PC candidate Zee Hamid, who has Liberal roots, won by more than 2,400 votes, or nine percentage points, over Liberal Galen Naidoo Harris in the riding of Milton, just west of Mississauga.

Polls and observers suggested Milton would have been a tighter race as the Liberals looked to make inroads in the 905 corridor around Toronto that the Tories have dominated the last two elections.

“I feel great,” Hamid said after his win. “I think it's an affirmation of the great work that our PC Party is doing in Ontario and people voted to continue that.”

Fellow PC candidate Steve Pinsonneault drew 57 per cent of the votes in the Tory stronghold of Lambton-Kent-Middlesex.

Ford celebrated the wins with Hamid at his victory party in Milton.

“We're fortunate, we're blessed, but we're very humbled about the victory,” Ford said.

“We couldn't ask for two better candidates than Zee and Steve.”

The Liberals finished securely in second in both byelections with the Opposition New Democrats coming in a distant third.

“Tonight's results in Milton and Lambton-Kent-Middlesex send a strong message: Bonnie Crombie and Ontario's Liberals are the only alternative to Doug Ford,” the Ontario Liberal Party said in a statement.

“Ontario Liberals will continue to hold the Ford Conservatives accountable for choosing to reward their rich insider friends instead of fighting for the real people of Ontario.”

Milton has been vacant since cabinet minister Parm Gill resigned in February to join the federal Conservatives.

Hamid, a three-term Milton councillor, donated to the Liberals as recently as 2022 and unsuccessfully sought a federal Liberal nomination in 2015.

Farther southwest, Lambton-Kent-Middlesex was held since 2011 by Monte McNaughton, who served in Opposition for the Progressive Conservatives. McNaughton, a cabinet member, was seen as a rising star on Ford's team before he resigned last October.

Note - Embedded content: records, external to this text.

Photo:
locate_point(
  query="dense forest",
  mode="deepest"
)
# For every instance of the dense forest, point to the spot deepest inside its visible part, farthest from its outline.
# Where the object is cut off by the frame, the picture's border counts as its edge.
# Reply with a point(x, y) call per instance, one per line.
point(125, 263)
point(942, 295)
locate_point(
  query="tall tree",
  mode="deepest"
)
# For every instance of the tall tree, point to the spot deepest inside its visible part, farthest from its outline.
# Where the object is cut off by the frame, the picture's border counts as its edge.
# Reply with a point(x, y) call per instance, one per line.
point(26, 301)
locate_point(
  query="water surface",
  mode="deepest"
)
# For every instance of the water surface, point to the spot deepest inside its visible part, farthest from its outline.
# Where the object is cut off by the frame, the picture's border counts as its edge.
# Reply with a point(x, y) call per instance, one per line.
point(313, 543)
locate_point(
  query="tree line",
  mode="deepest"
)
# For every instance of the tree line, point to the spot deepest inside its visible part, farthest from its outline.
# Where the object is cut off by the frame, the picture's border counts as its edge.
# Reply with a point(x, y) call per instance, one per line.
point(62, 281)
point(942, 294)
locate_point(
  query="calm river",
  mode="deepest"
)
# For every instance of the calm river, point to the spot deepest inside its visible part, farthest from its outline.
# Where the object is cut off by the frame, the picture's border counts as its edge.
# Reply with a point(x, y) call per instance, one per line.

Liberal candidate Cathy Burghardt-Jesson finished more than 9,000 votes behind Pinsonneault, a Chatham-Kent councillor, as she collected 23 per cent of the votes.

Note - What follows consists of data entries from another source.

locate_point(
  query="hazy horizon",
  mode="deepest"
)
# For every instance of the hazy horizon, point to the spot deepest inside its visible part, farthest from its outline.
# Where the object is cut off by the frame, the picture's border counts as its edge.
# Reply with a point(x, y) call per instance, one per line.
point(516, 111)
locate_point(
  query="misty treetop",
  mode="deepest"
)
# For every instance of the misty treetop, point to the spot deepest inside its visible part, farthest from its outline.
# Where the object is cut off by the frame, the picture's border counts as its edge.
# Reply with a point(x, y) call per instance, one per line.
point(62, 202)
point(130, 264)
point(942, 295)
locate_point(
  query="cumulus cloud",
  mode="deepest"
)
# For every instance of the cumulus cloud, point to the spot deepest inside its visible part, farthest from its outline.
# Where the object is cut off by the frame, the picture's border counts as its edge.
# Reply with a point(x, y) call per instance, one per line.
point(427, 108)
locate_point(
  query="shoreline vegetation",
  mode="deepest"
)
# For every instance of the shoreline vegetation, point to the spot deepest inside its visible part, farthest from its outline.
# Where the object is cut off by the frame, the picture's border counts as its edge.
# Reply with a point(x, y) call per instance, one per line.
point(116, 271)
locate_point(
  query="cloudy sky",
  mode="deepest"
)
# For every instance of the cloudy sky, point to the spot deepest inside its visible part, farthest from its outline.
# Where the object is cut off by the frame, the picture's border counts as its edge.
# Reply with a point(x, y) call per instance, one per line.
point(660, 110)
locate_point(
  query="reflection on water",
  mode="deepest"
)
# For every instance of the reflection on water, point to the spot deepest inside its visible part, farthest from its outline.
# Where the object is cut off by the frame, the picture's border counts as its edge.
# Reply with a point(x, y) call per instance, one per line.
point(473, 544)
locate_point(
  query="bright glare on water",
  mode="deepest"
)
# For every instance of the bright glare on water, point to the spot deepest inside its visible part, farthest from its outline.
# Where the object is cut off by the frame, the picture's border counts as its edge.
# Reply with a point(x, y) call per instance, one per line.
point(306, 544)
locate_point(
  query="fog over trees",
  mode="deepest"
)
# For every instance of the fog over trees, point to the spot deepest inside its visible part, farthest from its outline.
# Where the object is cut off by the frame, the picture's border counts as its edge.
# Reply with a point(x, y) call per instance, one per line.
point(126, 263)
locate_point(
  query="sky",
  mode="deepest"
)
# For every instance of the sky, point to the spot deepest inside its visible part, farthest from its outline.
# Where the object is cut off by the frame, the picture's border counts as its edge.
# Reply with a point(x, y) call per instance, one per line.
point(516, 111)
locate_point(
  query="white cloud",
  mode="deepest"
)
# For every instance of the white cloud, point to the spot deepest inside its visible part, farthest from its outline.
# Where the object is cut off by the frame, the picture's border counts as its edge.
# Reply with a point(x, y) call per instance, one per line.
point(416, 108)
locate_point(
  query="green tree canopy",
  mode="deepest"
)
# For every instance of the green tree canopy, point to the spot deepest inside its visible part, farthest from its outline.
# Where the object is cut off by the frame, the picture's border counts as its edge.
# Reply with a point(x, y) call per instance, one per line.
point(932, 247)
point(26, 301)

Ford paid Milton a lot of attention during the byelection and in the lead-up to it, with announcements on GO Transit service and Highway 413, and has had many cabinet ministers and other caucus members canvassing there.

While a Tory loss in Milton would not have affected Ford's majority, the party already lost a seat in a byelection last year that had been held by another cabinet minister and did not want a repeat.

The byelection marked the first test for Crombie, who was crowned Liberal leader in December. The former Mississauga mayor considered then decided against running for the Milton seat herself.

“The path to victory is going to be won through the 905, as it has been for the Conservatives, and so holding onto this seat and doing so quite convincingly at this stage should be really emboldening for the Conservatives,” said Cameron Anderson, a political science professor at Western University.

“I see a not bad showing for the Liberals at just under 40 per cent, but clearly not a breakthrough for the Liberals and clearly not a repudiation of the governing party at this time.”